Highly Efficient Intrinsic Phosphorescence from a σ‑Conjugated Poly(silylene) Polymer

We have observed highly efficient intrinsic phosphorescence of a neat σ-conjugated polymer, poly(biphenyl-4-ylmethylsilylene) (PBMSi). At low temperatures, PBMSi solid films featured ∼15% phosphorescence quantum yield, which is unusually high for purely organic conjugated polymers and is comparable to that of organometallic polymers. Exciton dynamics in PBMSi was studied by ultrafast fluorescence and time-gated delayed emission measurements.
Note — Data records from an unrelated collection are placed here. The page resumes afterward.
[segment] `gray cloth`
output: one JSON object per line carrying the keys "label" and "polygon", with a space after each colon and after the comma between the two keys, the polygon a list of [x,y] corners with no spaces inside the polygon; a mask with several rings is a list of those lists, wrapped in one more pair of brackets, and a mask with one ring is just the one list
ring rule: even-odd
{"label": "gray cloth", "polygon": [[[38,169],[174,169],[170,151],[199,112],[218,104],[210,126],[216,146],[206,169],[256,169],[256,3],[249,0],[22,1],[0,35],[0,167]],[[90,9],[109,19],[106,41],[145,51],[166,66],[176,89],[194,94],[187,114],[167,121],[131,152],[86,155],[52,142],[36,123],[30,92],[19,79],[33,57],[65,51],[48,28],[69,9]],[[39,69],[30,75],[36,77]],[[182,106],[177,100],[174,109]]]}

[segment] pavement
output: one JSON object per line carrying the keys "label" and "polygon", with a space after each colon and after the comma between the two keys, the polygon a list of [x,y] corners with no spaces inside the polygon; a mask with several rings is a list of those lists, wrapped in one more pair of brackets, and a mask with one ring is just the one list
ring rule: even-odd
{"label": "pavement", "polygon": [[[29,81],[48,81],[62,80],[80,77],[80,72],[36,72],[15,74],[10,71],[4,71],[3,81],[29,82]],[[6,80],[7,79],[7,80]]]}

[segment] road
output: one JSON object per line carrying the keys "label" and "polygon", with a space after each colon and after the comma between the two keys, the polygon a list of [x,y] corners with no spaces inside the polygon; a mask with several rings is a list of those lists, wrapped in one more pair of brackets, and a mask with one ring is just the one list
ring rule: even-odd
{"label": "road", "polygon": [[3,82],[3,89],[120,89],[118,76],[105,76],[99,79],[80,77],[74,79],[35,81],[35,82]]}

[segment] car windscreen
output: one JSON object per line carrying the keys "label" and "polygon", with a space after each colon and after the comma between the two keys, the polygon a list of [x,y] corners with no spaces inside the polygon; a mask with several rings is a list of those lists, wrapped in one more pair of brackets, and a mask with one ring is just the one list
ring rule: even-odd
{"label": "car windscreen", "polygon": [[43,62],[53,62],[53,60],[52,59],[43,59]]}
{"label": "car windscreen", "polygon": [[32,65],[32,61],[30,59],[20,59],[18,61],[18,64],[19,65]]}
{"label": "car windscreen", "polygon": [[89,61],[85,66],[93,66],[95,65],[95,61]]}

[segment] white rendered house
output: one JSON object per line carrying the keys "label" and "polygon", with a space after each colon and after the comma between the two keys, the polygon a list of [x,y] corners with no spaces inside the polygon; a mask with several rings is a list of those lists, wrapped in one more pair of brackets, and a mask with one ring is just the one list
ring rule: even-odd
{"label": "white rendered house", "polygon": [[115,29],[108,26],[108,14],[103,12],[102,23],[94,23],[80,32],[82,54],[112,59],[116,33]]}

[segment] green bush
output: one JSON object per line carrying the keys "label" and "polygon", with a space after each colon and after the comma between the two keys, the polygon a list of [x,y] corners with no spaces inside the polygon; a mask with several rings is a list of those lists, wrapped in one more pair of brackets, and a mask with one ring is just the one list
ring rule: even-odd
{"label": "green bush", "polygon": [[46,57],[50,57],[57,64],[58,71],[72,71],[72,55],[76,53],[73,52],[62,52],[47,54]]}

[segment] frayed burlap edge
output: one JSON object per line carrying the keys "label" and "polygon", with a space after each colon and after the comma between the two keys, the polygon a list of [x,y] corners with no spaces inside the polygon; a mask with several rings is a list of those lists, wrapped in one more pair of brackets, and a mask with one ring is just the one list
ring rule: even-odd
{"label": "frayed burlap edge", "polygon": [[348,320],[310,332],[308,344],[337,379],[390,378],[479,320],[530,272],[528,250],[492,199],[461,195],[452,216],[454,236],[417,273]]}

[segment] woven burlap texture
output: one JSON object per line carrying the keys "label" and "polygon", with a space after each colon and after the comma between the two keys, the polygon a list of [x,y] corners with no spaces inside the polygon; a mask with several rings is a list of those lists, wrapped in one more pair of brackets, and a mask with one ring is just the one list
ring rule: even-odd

It was shown that the phosphorescence of PBMSi originates from the radiative decay of triplets on the π-conjugated biphenyl group constituting the lowest triplet state, T1, which is populated under the excitation of the σ-conjugated polymer backbone, i.e., with energy well below the lowest singlet excited state of the biphenyl group itself. The nature of the excited states in PBMSi was further investigated by performing quantum-mechanical calculations of the model compound. The calculations showed that the lowest singlet excited state has charge-transfer (CT) character involving different parts of the same macromolecule. Energetically this state lies very close to the CT triplet excited state. We argue that the intramolecular CT state is responsible for the strongly enhanced intersystem crossing (ISC) in PBMSi due to the small positive CT singlet–triplet energy splitting, which is itself a consequence of a weak exchange interaction of a spatially separated electron and hole in the CT state. This study suggests a new molecular-level engineering approach for enhancement of the ISC, enabling efficient conversion of primary excited singlets into triplets in conjugated polymers without involving a heavy atom effect while leaving the rate of radiative T1 → S0 transition virtually unaffected.